The Virgin Mary’s lips lost their pucker. He took the tattoo needle from Tony Tomale and held the point straight to Younger’s left eye, watching the pupil pulse and dilate in fear beneath the sharp metal point. “Now listen, dear.” His voice hissed in Younger’s face. “I’m going to give you the benefit of a Catholic doubt, but if you are lying to me and want Sea Biscuit for the wrong reasons, darling Tony here will hunt you down and darn this needle right through your eye and out your brain.”

Younger didn’t move. He felt the sailor release his iron hold. The Virgin Mary turned and swished back to the bed, lounging across the sheet in a flurry of silk, satin, and nylon.

“What about my bet?” Younger was still afraid to move, the Virgin Mary’s pearl-handled pistol shining alongside a bottle of fingernail polish on the nightstand next to his bed.

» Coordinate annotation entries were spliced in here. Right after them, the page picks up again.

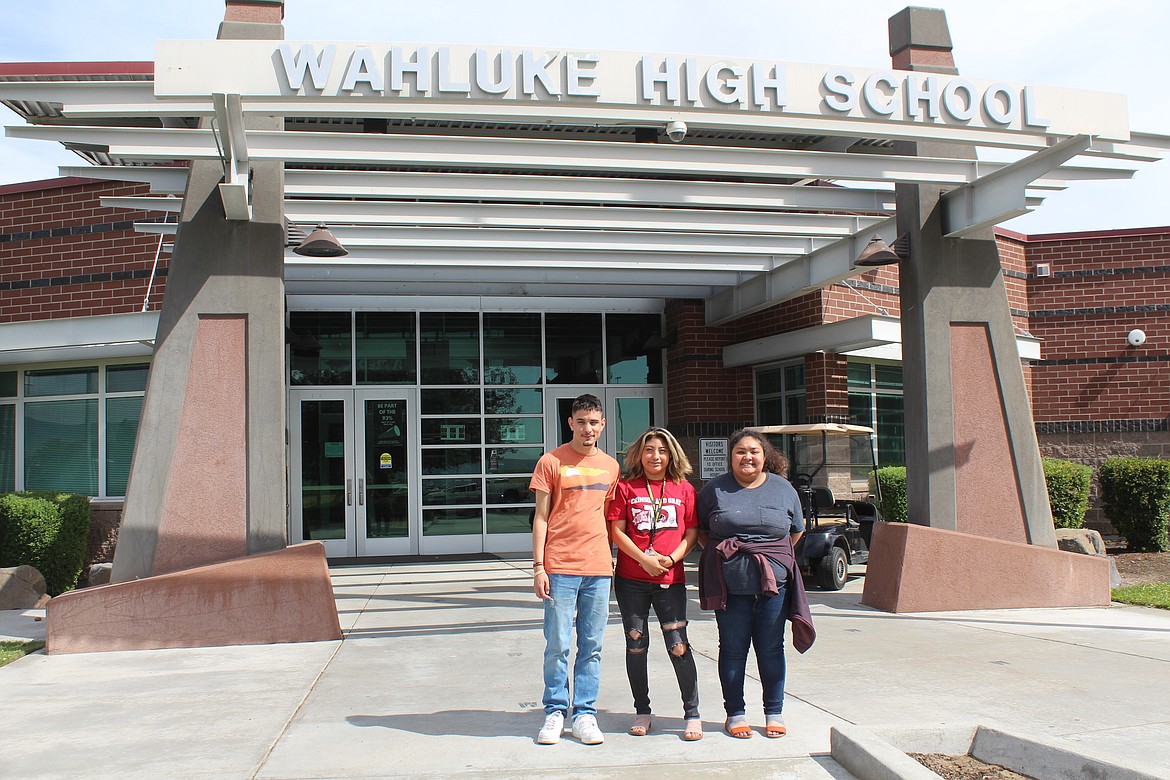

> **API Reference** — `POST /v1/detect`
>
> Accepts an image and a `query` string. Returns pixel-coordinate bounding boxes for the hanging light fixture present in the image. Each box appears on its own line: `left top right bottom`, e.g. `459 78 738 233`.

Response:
853 235 902 268
293 222 350 257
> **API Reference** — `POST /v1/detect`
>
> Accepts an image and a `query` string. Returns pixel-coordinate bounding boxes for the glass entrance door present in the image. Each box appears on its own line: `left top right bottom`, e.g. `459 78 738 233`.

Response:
289 389 418 558
544 386 666 463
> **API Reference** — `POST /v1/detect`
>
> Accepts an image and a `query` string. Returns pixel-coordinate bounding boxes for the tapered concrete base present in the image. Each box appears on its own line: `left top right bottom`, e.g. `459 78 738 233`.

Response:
861 523 1110 612
46 541 342 654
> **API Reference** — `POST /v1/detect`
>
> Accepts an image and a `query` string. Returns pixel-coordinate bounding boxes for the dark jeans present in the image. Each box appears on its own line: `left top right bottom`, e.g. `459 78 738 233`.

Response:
715 589 789 716
613 577 698 719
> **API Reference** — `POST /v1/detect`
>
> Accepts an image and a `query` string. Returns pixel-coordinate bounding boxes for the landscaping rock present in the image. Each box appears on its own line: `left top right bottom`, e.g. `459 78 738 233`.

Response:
1057 529 1104 555
0 566 49 609
85 564 113 587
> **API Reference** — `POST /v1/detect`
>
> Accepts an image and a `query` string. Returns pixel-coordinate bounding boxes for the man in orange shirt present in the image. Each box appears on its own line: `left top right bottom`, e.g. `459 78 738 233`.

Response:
529 394 621 745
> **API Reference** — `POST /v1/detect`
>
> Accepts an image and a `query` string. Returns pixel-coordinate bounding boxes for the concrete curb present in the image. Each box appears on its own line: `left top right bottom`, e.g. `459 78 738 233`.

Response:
830 725 1163 780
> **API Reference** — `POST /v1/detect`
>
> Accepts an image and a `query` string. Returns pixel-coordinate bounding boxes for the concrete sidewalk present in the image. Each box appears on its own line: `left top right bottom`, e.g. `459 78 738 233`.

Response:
0 557 1170 780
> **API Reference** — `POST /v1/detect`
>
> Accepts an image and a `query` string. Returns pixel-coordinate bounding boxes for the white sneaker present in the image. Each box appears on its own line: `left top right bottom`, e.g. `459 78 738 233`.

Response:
573 715 605 745
536 710 565 745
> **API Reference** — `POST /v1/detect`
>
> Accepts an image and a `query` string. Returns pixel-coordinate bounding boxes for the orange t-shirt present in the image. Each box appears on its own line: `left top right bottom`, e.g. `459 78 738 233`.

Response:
528 444 621 577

“What do you mean, dear?” The Virgin Mary batted the thick lashes drooping from his heavy eyelids.

“Wino Boy told me to say I’d like to place a bet on Sea Biscuit.”

“Oh, yes,
Sea Biscuit.
Dear, if you’re really such a sports fan you must go to pier 128 in San Pedro, always before dawn.
If you are a good little scout, learn your knots and say your prayers sooner or later you will see Sea Biscuit. I promise you, Sea Biscuit will win, place, or show.”

Younger moved cautiously toward the door, but Tony Tomale’s hulk was blocking it.

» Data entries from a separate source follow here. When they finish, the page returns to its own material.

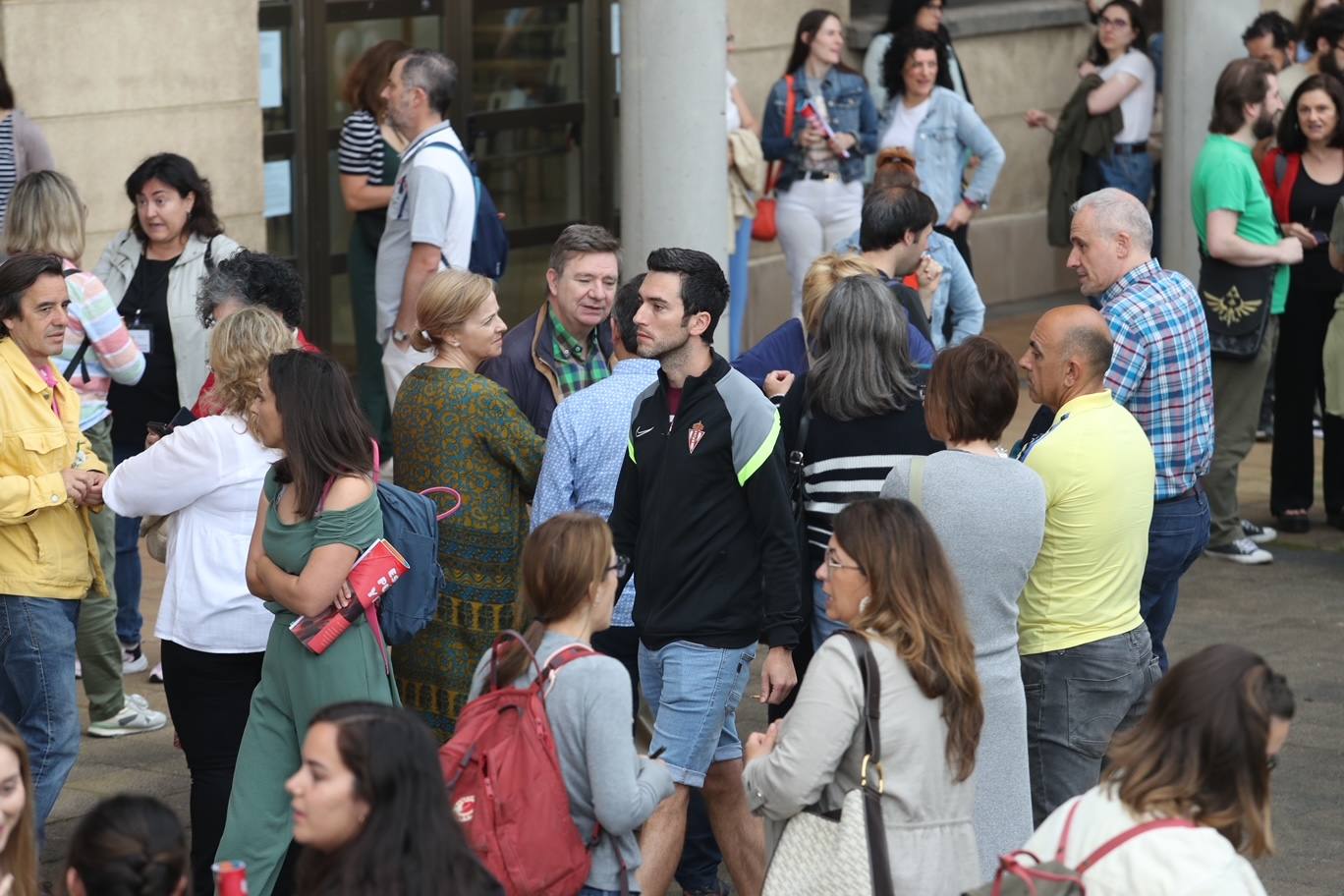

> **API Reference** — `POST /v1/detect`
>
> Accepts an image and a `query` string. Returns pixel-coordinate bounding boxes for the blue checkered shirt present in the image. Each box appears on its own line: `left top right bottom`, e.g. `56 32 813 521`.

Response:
532 358 658 626
1099 260 1213 501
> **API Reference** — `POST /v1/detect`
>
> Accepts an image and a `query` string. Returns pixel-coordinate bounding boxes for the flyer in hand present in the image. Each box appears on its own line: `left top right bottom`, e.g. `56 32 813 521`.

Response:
289 538 410 653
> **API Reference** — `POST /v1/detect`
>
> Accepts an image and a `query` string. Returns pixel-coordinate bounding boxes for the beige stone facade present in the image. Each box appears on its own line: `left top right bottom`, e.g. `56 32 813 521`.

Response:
0 0 266 267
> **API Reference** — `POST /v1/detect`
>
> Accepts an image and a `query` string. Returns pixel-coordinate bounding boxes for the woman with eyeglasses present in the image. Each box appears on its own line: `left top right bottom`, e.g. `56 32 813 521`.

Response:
1023 644 1294 896
1027 0 1157 205
471 512 672 896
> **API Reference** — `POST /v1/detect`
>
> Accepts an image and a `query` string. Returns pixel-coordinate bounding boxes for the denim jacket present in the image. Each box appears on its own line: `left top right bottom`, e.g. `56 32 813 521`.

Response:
760 67 875 190
833 231 985 349
877 87 1004 224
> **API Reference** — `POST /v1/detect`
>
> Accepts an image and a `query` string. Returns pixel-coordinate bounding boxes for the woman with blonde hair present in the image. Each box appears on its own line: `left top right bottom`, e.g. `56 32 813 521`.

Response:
733 252 934 395
1023 644 1294 896
4 171 168 736
103 308 295 893
0 716 37 896
742 500 983 896
392 270 545 742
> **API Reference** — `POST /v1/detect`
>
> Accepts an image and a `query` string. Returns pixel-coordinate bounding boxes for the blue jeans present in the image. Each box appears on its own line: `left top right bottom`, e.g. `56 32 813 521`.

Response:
728 218 756 358
640 641 756 787
1139 489 1208 672
1096 152 1153 205
1022 625 1162 826
0 593 80 840
112 445 145 646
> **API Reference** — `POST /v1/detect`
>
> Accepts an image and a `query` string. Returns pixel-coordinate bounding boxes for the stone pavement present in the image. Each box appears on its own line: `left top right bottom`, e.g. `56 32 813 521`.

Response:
43 297 1344 896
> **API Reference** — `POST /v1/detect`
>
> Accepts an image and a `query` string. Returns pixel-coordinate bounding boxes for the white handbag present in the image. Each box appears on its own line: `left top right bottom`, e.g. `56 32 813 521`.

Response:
762 632 894 896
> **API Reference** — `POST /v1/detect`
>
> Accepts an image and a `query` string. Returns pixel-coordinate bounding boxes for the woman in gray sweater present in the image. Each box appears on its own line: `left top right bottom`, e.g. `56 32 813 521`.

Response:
471 513 672 896
881 336 1045 874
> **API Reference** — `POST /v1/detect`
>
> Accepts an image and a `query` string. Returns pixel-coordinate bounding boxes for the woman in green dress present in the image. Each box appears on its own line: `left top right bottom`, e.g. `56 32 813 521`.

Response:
392 270 545 742
337 40 410 442
216 350 399 896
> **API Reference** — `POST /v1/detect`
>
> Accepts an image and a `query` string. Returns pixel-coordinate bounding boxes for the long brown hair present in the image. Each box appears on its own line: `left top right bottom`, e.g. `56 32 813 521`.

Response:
833 500 985 780
486 512 611 691
0 716 37 896
266 348 373 520
1104 644 1294 857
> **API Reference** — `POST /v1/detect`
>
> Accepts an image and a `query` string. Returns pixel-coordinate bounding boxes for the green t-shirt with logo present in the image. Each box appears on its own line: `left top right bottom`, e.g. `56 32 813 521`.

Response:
1190 135 1288 314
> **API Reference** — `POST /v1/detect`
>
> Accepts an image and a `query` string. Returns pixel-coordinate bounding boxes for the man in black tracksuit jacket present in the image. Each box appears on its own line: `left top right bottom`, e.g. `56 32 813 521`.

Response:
610 249 801 893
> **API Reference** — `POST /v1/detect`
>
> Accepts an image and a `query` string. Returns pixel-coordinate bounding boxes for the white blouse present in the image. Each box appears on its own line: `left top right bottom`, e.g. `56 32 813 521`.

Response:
103 416 281 653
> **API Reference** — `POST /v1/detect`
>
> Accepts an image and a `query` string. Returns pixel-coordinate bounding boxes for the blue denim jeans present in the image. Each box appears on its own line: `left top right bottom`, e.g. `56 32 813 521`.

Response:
1022 625 1162 826
1139 489 1208 672
112 445 145 646
0 593 80 840
1098 152 1153 205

“Dear?” The Virgin Mary’s voice came up low and sultry. Younger turned to see him slip his slender legs open with a whisper of nylon, a bulge beneath his pink panties. “Don’t you think my cookie is better looking than a movie star’s, like Rita Hayworth’s or Barbara Carr’s?”

“Yah.” Younger winked. “I think you’re a real cute trick. But I think you ought to try a different toothpaste.” He turned and shoved his way past Tony Tomale and out the door.